- Born: October 1713 Raritan, New Jersey
- Died: August 15, 1779 (aged 65) Raritan, New Jersey
- Occupations: merchant, Judge

= Abraham Van Neste =

American politician (1713–1779)

Abraham Van Neste (October 1713 – August 15, 1779) was an American merchant and judge. Van Neste was born on October, 1713, in Raritan, New Jersey to Joris Pietersen Van Nest and Marytje Reyniersen Van Hengel, and was baptised on October 17, 1713.

== Career ==
He was one of the nine deputies who met at Trenton, New Jersey on May 23, 1775, and August 5, 1775, as a representative of Somerset County in the Provincial Congress of New Jersey. He was a judge in Somerset County, New Jersey.

He was appointed Justice of the Peace in 1761 and a Justice of Quorum in 1768. He was elected to the New Jersey Senate in 1778.

On December 27, 1771, he purchased 52 acres of land on either side of the Millstone River. He owned a mercantile business with Frederick Van Liew. He owned two grist mills, known as Van Nest's Mills, on the eastern side of the Millstone River.

On December 15, 1774, he was appointed to the Committee of Correspondence for Somerset County, New Jersey. In 1779, he was a member of the Somerset Assembly.

== Battle of Van Nest's Mill/Battle of Millstone ==
The Battle of Millstone, also known as the Battle of Van Nest's Mills, took place near his mills in Weston, New Jersey in present-day Manville, New Jersey. A British foraging party began taking supplies from the farm and mills of Van Nest. The foragers were on their way back to New Brunswick, New Jersey when they ran into the American troops and a battle ensued.

== Incident at his home ==
In 1779, several Continental soldiers were staying at his home during the American Revolutionary War. Brigadier General Anthony Wayne and his subordinate soldiers occupied Van Nest's home during the war. During their stay at the house, there was a confrontation that required legal assistance, which was brought to the attention of General George Washington.

On January 25, 1779, Major Benjamin Fishbourn, the Aide-de-camp to Brig. Gen. Wayne, and Samuel Wright had their sleeping quarters in the same room as Van Nest. They went up the stairs to find the room locked and started an argument with Van Nest. Van Nest apparently threatened to shoot Fishbourn. Fishbourn assaulted Van Nest.

The next morning, on January 26, 1779, Peter Davis, the Somerset County Constable, attempted to serve a warrant on Fishbourn and Wright for their arrests as a result of the assault. General Wayne prevented the constable from serving the warrant and asked to see the warrant. Brig. Gen. Wayne ordered his subordinate, Samuel Wright to remove the Constable.

On March 9, 1779, New Jersey Governor William Livingston brought the incident to the attention of General George Washington.

On March 16, 1779, General Washington wrote to Brig. Gen. Wayne and instructed him to return with Major Fishbourne and address the issue with the court.

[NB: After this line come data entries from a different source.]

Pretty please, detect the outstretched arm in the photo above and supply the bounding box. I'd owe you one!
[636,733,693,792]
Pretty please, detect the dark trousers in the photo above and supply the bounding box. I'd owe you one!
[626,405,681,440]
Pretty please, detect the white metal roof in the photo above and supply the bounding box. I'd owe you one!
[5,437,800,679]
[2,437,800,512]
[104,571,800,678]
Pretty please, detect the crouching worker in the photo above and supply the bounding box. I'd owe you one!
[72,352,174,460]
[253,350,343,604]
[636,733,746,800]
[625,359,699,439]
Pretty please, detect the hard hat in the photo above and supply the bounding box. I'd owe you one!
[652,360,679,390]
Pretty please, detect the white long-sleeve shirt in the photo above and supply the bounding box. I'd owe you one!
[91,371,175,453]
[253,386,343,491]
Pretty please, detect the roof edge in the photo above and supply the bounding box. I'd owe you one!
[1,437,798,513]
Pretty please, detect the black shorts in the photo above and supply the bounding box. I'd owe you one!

In a letter to General Washington, dated March 23, 1779, Brig. Gen. Wayne claimed that he was concerned when the constable would not show the warrant to him and was worried about the possibility of him being a spy.

== Family and death ==
He married Sarah Bergen in Somerset County, New Jersey in 1739. Their son, Abraham Van Nest Jr. served in the Somerset County militia and the Continental Army as an ensign during the American Revolutionary War.

He died on August 16, 1779, in Raritan, New Jersey.

His great-grandson, John Alfred Van Neste, played for Rutgers in the first ever college football game.